Waspadai aksi buru Ahok Effect

Koran-koran di sebuah lapak menampilkan pokok berita vonis kasus penistaan agama di Jakarta, Rabu (10/5).  Masalah ini menjalar di media sosial dan aksi persekusi di dunia nyata.
Koran-koran di sebuah lapak menampilkan pokok berita vonis kasus penistaan agama di Jakarta, Rabu (10/5). Masalah ini menjalar di media sosial dan aksi persekusi di dunia nyata. | Rivan Awal Lingga /ANTARA

Setelah Basuki Tjahaja 'Ahok' Purnama diputus vonis dua tahun penjara karena penodaan agama, muncul aksi persekusi bagi orang-orang yang dituding menghina agama atau orang yang dianggap ulama.

Persekusi adalah tindakan pemburuan sewenang-wenang terhadap seorang atau sejumlah warga ini yang dituduh melanggar hukum.

Fiera Lovita, seorang dokter di Kota Solok, Sumatera Barat diancam massa gara-gara mengunggah status Facebook. Dokter umum di Rumah sakit daerah (RSUD) Kota Solok, itu telah meminta perlindungan kepada kepolisian dan akan meninggalkan Solok karena mengaku keselamatannya terancam.

Dia mengaku telah didatangi sekelompok orang yang mengaku anggota FPI dan meminta dirinya mencabut status tersebut dan meminta maaf. Ia menuai ancaman setelah mengunggah status di akun Facebooknya.

Fiera mengherankan sikap pimpinan Front Pembela Islam, Rizieq Shihab, dalam kasus dugaan pelanggaran Undang-undang Pornografi.

Walaupun sudah minta maaf, Fiera mengaku tetap mendapat ancaman yang disampaikan langsung, lewat telepon dan media sosial. "Saya enggak aman di sini (Solok), saya dianggap menista ulama," kata dia kepada BBC Indonesia Sabtu (27/05).

Di Dumai, Riau aksi serupa juga terjadi. Seorang pria, yang dituduh menghina agama Islam dijemput paksa oleh orang-orang dengan atribut FPI. Video yang diunggah tiga hari lalu itu tak menjelaskan detail duduk perkara itu.

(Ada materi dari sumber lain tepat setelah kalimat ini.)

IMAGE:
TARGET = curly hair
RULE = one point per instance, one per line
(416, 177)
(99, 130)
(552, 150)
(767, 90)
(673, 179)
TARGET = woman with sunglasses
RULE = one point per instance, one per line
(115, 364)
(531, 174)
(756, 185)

Heboh ! Penangkapan Pemuda,Penista Agama Islam Di Kota Dumai - Riau /alunk prima

Southeast Asia Freedom of Expression Network (SAFEnet) meminta pemerintah Indonesia mewaspadai aksi persekusi yang disebut Efek Ahok (The Ahok Effect).

Jaringan relawan kebebasan ekspresi di Asia Tenggara itu menganggap, tindakan persekusi tersebut sudah menyebar merata di seluruh Indonesia dan perlu menjadi perhatian serius karena tingkat ancamannya yang nyata.

Damar Juniarto, koordinator SAFEnet regional Indonesia menyatakan, persekusi ini dilakukan dengan Lewat Facebook Page. Admin menelusuri akun-akun yang mereka anggap menghina ulama/agama.

Lalu membuka identitas, foto, alamat kantor/rumah, dan menginstruksikan massa untuk memburunya. Massa, lalu beraksi menggruduk ke kantor/rumahnya. Massa lalu membawanya ke polisi dikenakan pasal 28 ayat 2 UU ITE atau pasal 156a KUHP.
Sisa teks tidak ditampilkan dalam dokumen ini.